L’incapacità di dialogare e sostenere un discorso che non si limiti al “ciao, come stai? Bel tempo oggi”, in attesa che siano altre le agenzie educative ad occuparsene, è illustrato in maniera egregia dal cartoonist argentino Quino (pseudonimo di Joaquìn Salvador Lavado) nelle strisce della sua creatura più riuscita, la bambina contestatrice più feroce e famosa del mondo, Mafalda9. Nata per propagandare una industria di elettrodomestici, la piccola riccioluta che urla e aggredisce verbalmente, è sempre a caccia di risposte che soddisfino la sua sete curiosa e sincera. Una “battaglia” che non poteva non contemplare il mondo della diversità. Per questo rivolta verso il padre che sta leggendo, Mafalda domanda: “papà, che vuol dire handicappato?”. La risposta è tanto lapidaria quanto evasiva: “Va’, va’ a giocare, Mafalda, non sono cose per la tua età”. Obbedendo al padre, nell’ultima vignetta osserviamo Mafaldita che se ne va rassegnata brontolando: “Ho capito, si tratta di sesso”. Un “equivoco” che si ripete anche quando i protagonisti non sono i genitori della urlatrice argentina ma quelli di un’amichetta. “Mia mamma è talmente sensibile ai problemi sociali che la sola parola handicappato le fa saltare subito frrrssht! L’impianto emotivo. E, sai, tutte quelle fibre intime bruciate le bloccano l’altruismo”. “Eggià… I troppo buoni subiscono spesso questi disguidi tecnici” è il sarcastico commento di Mafalda.

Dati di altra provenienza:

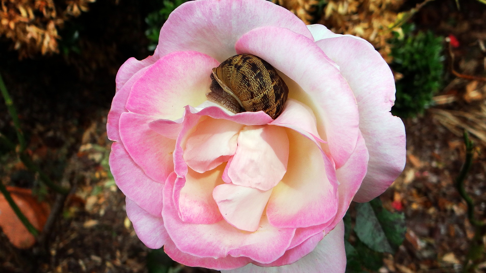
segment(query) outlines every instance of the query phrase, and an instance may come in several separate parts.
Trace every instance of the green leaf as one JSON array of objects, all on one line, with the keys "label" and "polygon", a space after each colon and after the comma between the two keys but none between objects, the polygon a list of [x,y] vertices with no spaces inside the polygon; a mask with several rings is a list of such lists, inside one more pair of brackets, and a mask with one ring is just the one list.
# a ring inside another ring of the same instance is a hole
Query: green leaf
[{"label": "green leaf", "polygon": [[163,248],[154,249],[147,256],[147,268],[149,273],[168,273],[174,261],[164,251]]},{"label": "green leaf", "polygon": [[361,264],[365,268],[376,271],[383,266],[383,254],[368,247],[359,239],[356,240],[354,248]]},{"label": "green leaf", "polygon": [[371,249],[392,253],[392,249],[381,223],[369,203],[357,204],[354,232],[358,238]]},{"label": "green leaf", "polygon": [[351,234],[351,215],[349,215],[349,210],[343,218],[343,222],[344,222],[344,239],[347,241]]},{"label": "green leaf", "polygon": [[378,198],[356,208],[354,231],[360,240],[375,251],[394,253],[404,239],[405,216],[384,209]]}]

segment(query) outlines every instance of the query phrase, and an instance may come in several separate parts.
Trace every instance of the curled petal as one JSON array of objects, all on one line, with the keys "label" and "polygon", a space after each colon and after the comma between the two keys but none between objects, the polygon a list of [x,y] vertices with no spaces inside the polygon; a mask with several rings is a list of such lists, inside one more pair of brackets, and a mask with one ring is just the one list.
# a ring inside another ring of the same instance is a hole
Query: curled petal
[{"label": "curled petal", "polygon": [[336,176],[339,181],[338,210],[334,220],[326,228],[325,232],[334,228],[344,217],[353,197],[359,189],[361,182],[366,175],[368,158],[368,150],[364,143],[364,139],[360,134],[354,152],[346,164],[336,170]]},{"label": "curled petal", "polygon": [[286,81],[289,97],[312,109],[317,131],[328,142],[323,147],[329,149],[336,167],[344,164],[358,139],[358,107],[346,80],[323,51],[312,39],[276,27],[252,30],[242,36],[235,47],[238,53],[268,62],[301,87]]},{"label": "curled petal", "polygon": [[309,139],[314,138],[320,142],[326,142],[319,136],[315,116],[312,110],[293,99],[287,101],[282,114],[270,124],[290,128]]},{"label": "curled petal", "polygon": [[190,169],[184,177],[176,178],[175,184],[182,187],[180,190],[174,191],[174,199],[179,205],[181,220],[193,223],[212,224],[223,220],[212,193],[214,187],[225,184],[221,179],[224,167],[222,165],[204,173]]},{"label": "curled petal", "polygon": [[316,44],[341,68],[356,98],[369,161],[354,200],[367,202],[384,191],[405,166],[403,123],[389,112],[395,101],[393,76],[380,53],[362,39],[340,36]]},{"label": "curled petal", "polygon": [[268,190],[283,177],[289,160],[289,139],[283,128],[245,127],[228,168],[233,184]]},{"label": "curled petal", "polygon": [[236,54],[234,45],[241,35],[265,26],[285,28],[312,37],[302,20],[269,1],[190,1],[171,13],[160,30],[154,54],[162,57],[176,51],[195,51],[223,62]]},{"label": "curled petal", "polygon": [[[175,178],[174,175],[174,179]],[[211,224],[184,222],[179,217],[173,202],[174,187],[174,181],[168,179],[164,187],[162,214],[167,232],[182,252],[214,259],[228,255],[245,256],[268,263],[285,253],[294,237],[295,229],[275,227],[264,217],[255,232],[238,229],[224,220]]]},{"label": "curled petal", "polygon": [[149,127],[146,116],[125,112],[120,117],[120,134],[125,148],[147,175],[163,183],[174,171],[172,153],[175,141]]},{"label": "curled petal", "polygon": [[290,143],[288,168],[268,201],[268,220],[280,227],[326,223],[333,218],[337,209],[335,171],[313,139],[286,131]]},{"label": "curled petal", "polygon": [[191,169],[203,173],[226,162],[236,151],[238,134],[243,125],[207,118],[200,121],[186,142],[184,159]]},{"label": "curled petal", "polygon": [[312,252],[293,264],[272,267],[249,264],[233,270],[222,270],[221,273],[344,273],[346,254],[344,236],[344,224],[341,221],[321,240]]},{"label": "curled petal", "polygon": [[147,247],[160,248],[170,240],[161,215],[156,217],[148,213],[128,197],[125,202],[127,216],[133,224],[137,236]]},{"label": "curled petal", "polygon": [[237,228],[247,231],[258,229],[261,214],[268,202],[272,189],[261,190],[254,188],[225,183],[213,191],[221,215]]},{"label": "curled petal", "polygon": [[111,144],[109,164],[117,186],[127,198],[151,214],[161,217],[163,184],[147,176],[120,142]]},{"label": "curled petal", "polygon": [[157,56],[149,56],[141,61],[139,61],[133,57],[125,61],[117,73],[117,77],[115,80],[117,86],[116,92],[118,93],[136,73],[152,65],[158,59]]},{"label": "curled petal", "polygon": [[[111,102],[111,108],[110,109],[110,112],[108,113],[108,119],[106,120],[106,133],[108,135],[108,139],[110,140],[120,141],[120,133],[119,133],[120,116],[122,113],[128,112],[125,105],[128,99],[130,91],[132,90],[132,86],[148,68],[148,67],[142,68],[135,73],[131,78],[127,80],[126,83],[124,83],[123,86],[121,87],[119,90],[117,87],[117,93],[115,94],[113,100]],[[120,69],[121,69],[121,68]]]}]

E se i genitori non ci sono più, a chi tocca prendersi cura del fratello disabile? Orion è affetto da sindrome di down, e il west non è tenero con chi non sa difendersi, nemmeno se la scena si svolge alle Niagara Falls. Così in “Dove muoiono i titani”, Alex nasconde la sua femminilità pur di garantire al fratello una possibilità: di lavoro, di sopravvivenza, di “normalità”. E’ mamma, babbo e fratello nello stesso tempo. Non è una bocciatura per la famiglia, ma l’affermazione dell’amore oltre ogni incomprensione che può svilupparsi anche tra le mura di casa.

Note
1. S. Sandri – M. Bertolotti, “Un bambino davvero speciale”, in il Giornalino, Ed. San Paolo, marzo-aprile 2001.

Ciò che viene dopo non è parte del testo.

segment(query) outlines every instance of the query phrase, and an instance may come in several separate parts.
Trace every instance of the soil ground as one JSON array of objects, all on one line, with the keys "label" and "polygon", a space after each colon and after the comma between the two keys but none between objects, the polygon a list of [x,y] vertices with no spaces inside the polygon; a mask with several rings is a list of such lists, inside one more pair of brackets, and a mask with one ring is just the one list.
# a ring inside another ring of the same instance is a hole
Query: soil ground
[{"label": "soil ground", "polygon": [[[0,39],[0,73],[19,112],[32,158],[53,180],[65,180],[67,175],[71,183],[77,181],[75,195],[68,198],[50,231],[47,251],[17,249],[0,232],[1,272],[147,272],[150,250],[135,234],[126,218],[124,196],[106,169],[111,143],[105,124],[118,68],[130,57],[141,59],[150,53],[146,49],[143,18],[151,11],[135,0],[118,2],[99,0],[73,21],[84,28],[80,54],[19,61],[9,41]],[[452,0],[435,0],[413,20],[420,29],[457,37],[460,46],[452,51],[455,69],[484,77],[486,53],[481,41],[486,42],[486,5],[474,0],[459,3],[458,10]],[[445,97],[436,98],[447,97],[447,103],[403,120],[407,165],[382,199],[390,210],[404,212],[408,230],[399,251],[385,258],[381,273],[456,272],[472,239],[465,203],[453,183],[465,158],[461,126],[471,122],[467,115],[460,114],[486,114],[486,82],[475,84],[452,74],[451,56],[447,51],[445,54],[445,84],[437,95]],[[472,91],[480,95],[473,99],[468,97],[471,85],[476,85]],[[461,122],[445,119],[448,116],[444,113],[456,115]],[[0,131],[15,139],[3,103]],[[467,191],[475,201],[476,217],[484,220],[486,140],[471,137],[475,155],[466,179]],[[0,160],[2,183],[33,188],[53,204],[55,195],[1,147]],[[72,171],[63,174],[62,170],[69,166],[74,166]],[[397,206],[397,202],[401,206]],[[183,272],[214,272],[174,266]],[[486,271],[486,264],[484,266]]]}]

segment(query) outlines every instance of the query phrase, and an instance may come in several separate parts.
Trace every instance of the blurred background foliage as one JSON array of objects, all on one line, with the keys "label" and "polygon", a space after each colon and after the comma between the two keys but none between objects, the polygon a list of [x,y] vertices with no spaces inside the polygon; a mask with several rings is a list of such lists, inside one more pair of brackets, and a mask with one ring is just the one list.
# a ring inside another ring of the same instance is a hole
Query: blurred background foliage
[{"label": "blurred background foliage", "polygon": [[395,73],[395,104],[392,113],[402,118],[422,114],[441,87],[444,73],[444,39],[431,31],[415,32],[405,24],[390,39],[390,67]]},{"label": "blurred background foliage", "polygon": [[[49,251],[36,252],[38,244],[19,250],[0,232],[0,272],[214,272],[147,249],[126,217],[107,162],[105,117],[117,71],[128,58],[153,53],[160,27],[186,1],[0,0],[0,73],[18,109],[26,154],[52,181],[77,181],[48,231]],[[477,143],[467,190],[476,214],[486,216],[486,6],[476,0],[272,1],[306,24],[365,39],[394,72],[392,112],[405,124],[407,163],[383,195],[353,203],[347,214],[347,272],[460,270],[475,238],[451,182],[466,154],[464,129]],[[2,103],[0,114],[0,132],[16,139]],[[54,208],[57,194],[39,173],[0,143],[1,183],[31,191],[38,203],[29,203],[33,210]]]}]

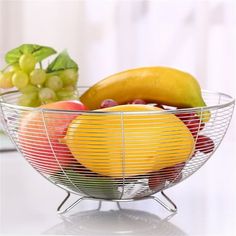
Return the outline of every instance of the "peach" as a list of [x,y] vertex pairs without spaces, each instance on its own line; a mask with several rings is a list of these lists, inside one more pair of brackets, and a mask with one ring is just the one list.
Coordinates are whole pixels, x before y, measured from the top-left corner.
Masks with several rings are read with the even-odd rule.
[[[46,109],[46,110],[44,110]],[[47,110],[49,109],[49,110]],[[87,108],[79,101],[60,101],[26,111],[19,127],[19,148],[31,165],[45,174],[55,174],[78,163],[66,144],[61,143],[70,122]]]

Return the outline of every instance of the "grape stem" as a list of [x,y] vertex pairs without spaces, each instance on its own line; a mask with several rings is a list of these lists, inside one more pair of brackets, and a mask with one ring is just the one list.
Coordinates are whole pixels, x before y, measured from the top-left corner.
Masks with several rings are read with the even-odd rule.
[[14,65],[14,64],[16,64],[16,63],[6,65],[6,66],[2,69],[2,72],[4,72],[5,70],[7,70],[10,66],[12,66],[12,65]]

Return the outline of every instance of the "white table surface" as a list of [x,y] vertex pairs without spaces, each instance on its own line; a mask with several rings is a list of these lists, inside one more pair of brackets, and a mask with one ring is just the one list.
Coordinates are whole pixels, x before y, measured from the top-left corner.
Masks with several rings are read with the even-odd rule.
[[56,208],[65,192],[17,152],[0,153],[0,234],[236,235],[234,139],[231,129],[198,172],[166,191],[178,205],[172,217],[152,200],[122,203],[120,211],[112,202],[96,211],[98,203],[86,200],[59,217]]

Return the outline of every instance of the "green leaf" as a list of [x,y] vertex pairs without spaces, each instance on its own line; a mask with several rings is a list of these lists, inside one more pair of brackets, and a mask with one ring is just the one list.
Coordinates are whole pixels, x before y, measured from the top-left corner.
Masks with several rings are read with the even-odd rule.
[[32,53],[37,62],[53,55],[56,51],[53,48],[40,46],[37,44],[23,44],[17,48],[14,48],[6,53],[5,61],[8,64],[18,63],[21,55],[25,53]]
[[74,62],[66,51],[61,52],[47,67],[47,73],[66,69],[78,70],[78,65]]

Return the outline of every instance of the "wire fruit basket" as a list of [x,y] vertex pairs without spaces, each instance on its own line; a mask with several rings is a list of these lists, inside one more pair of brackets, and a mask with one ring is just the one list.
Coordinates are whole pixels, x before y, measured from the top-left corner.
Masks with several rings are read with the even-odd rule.
[[[164,190],[191,176],[210,158],[233,114],[232,97],[202,93],[207,107],[98,112],[18,106],[19,92],[13,91],[0,96],[1,119],[28,163],[67,192],[58,213],[83,199],[119,204],[147,198],[175,212],[177,207]],[[205,123],[206,111],[211,118]],[[71,193],[79,199],[62,209]]]

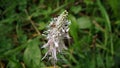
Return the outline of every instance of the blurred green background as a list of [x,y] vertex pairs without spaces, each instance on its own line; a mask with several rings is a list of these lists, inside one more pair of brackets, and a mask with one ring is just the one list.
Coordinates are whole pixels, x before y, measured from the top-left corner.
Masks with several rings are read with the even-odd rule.
[[54,68],[42,33],[64,10],[71,39],[56,68],[120,68],[120,0],[0,0],[0,68]]

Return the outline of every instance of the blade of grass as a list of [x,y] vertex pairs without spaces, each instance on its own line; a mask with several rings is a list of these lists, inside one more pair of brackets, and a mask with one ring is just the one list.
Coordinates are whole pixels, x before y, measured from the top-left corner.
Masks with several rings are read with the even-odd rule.
[[[101,11],[101,14],[103,16],[103,18],[105,19],[105,22],[106,22],[106,31],[105,31],[105,46],[107,45],[108,43],[108,35],[109,33],[112,33],[112,30],[111,30],[111,22],[110,22],[110,19],[109,19],[109,16],[107,14],[107,11],[105,10],[105,8],[103,7],[103,5],[101,4],[100,0],[97,0],[97,4],[98,4],[98,7],[100,8],[100,11]],[[113,48],[113,38],[112,38],[112,35],[110,34],[110,45],[111,45],[111,54],[113,55],[114,53],[114,48]]]

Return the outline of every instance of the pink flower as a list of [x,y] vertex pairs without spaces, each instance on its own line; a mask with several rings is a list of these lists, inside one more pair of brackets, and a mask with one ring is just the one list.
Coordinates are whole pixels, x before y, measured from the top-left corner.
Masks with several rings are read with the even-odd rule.
[[45,31],[48,42],[42,46],[42,48],[47,49],[47,52],[42,60],[47,55],[50,55],[49,59],[57,61],[57,54],[63,50],[67,50],[63,41],[64,38],[70,38],[68,34],[70,21],[67,20],[67,16],[68,12],[65,10],[50,22],[48,30]]

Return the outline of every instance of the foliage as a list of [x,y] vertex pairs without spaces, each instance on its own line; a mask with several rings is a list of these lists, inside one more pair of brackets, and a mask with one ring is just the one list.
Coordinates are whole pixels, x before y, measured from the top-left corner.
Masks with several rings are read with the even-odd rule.
[[1,0],[0,67],[53,67],[42,36],[51,18],[69,12],[68,50],[59,54],[61,68],[120,67],[120,0]]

2. S. Gorla, “Il Giornalino: qualcosa di speciale”, in DiversAbili. Figli di una nuvola minore? ( a cura di P. Guiducci – S. Gorla), Cartoon Club, Rimini 2001, pp. 91-92.
3. D. Catenacci – S. Ricci, “Il piccolo K”, in HP-Accaparlante, aprile 1988.

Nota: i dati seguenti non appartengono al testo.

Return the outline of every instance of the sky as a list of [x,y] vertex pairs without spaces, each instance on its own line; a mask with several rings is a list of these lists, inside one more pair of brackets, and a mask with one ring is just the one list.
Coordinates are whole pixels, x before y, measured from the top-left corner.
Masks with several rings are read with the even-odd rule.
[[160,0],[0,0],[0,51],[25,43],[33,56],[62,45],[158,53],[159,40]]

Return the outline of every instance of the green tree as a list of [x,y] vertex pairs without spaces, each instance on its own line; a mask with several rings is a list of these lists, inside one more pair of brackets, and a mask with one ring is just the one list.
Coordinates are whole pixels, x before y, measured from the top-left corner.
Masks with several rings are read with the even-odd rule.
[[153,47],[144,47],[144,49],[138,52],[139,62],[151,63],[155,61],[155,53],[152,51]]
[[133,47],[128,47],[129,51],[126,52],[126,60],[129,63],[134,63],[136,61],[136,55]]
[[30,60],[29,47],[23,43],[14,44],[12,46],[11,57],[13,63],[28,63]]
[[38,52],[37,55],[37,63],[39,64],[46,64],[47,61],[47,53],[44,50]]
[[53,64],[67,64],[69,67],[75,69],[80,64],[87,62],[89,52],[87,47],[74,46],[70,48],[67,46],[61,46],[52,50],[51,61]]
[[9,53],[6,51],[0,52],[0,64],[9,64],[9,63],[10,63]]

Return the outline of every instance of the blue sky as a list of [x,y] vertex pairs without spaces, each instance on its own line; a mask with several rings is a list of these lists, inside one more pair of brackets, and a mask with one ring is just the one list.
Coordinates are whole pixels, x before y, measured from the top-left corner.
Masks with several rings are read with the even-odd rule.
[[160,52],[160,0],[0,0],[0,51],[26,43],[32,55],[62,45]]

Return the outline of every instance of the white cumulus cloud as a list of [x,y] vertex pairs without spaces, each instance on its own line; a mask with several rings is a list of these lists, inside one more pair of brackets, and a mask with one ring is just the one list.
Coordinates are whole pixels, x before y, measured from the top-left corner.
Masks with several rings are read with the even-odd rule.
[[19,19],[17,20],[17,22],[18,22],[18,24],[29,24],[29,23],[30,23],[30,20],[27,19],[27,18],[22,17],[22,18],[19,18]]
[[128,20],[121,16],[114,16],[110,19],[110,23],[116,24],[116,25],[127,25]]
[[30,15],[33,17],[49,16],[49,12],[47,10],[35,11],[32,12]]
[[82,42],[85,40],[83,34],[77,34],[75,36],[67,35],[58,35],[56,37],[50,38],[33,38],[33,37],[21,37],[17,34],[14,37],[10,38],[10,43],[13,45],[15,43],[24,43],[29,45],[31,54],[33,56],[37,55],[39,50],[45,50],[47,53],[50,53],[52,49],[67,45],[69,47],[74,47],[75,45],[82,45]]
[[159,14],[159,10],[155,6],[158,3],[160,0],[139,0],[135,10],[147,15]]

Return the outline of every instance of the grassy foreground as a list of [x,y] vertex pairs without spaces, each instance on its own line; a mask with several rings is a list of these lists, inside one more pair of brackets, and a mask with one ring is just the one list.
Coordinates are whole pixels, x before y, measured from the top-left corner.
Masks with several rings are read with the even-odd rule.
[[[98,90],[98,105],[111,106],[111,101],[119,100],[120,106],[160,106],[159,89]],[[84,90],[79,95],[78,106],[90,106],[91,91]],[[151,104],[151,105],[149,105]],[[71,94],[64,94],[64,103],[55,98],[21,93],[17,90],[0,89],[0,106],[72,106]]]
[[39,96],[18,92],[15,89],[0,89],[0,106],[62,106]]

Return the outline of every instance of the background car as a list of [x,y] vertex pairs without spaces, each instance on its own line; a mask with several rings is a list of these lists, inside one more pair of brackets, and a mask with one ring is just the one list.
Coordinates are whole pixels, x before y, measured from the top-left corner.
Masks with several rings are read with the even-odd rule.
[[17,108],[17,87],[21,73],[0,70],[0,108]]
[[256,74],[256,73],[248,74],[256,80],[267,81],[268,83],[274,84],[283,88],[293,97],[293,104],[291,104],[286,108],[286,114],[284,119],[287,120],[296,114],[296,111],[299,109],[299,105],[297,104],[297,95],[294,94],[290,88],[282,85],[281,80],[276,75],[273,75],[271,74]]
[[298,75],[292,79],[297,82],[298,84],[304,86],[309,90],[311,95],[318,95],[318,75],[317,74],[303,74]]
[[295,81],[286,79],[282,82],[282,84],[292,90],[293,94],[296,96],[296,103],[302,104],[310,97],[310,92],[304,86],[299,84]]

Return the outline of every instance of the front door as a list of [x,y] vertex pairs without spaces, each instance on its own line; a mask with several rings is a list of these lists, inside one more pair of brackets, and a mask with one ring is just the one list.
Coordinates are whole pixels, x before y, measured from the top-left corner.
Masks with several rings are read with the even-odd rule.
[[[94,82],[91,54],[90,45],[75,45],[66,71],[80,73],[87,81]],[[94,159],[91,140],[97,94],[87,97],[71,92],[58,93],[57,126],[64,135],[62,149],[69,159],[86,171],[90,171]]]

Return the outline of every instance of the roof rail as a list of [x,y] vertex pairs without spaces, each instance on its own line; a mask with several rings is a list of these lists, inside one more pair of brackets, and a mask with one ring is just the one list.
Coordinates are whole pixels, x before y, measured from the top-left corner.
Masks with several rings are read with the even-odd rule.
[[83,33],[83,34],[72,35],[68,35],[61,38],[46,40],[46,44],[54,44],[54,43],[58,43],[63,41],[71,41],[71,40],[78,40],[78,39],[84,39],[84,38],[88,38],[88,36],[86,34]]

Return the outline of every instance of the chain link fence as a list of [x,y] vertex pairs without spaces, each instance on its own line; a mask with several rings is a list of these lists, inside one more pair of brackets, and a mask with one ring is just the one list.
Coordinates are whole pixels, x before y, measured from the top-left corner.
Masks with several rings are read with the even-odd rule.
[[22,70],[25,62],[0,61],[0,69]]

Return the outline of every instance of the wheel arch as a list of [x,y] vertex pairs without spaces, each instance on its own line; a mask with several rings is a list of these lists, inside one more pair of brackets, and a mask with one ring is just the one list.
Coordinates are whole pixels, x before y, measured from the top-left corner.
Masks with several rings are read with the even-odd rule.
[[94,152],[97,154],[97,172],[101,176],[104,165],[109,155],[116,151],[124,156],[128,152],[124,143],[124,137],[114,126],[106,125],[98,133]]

4. F. Corteggiani – G. Cavazzano, “Le Giovani Marmotte e un ragazzo come tutti”, in GM – Giovani Marmotte n. 9, Disney Italia, ottobre 1995.
5. David B., Cronache dal grande male, Rasputin!, 1999.
6. Altan, Cico & Pippo, la crudeltà fatta in casa, Edizioni Glenat, Milano 1986.
7. E. Fucecchi – G. Galassi, “Anche un ‘fumetto’ può aiutare a vincere le barriere del pregiudizio”, in A.I.A.S. nn. 5-6, 1991.
8. Mafalda.
9. G. Berardi – I. Milazzo, “Quando muoiono i titani”, pg. 152, in Ken Parker numero speciale, Parker Editore, 1992.

E come Esclusi

Debbono celare la vera identità (se mai ne posseggono ancora una, ma non è questo il luogo per dibattere il pur interessante tema della maschera1) sotto sfavillanti costumi d’ordinanza, con i quali combattono i mutanti attratti dal “Lato Oscuro”. Ciononostante, l’atteggiamento altruistico e la protezione continua che offrono alla terra, non sono sufficienti a garantire al professor Charles Xavier e alla sua schiera di X-Men2 (mutanti “nati con il cromosoma X alla base dei poteri preclusi agli homo sapiens”3) un normale trattamento da parte degli esseri umani. Ciclope, Ororo, Wolwerine e il resto della compagnia saranno costretti a vivere i loro giorni – tra una battaglia e l’altra – “reclusi” nella scuola fondata dal loro professore, unica barriera per schivare i pregiudizi razziali degli esseri umani che si sentono minacciati ed instaurare una parvenza di vita.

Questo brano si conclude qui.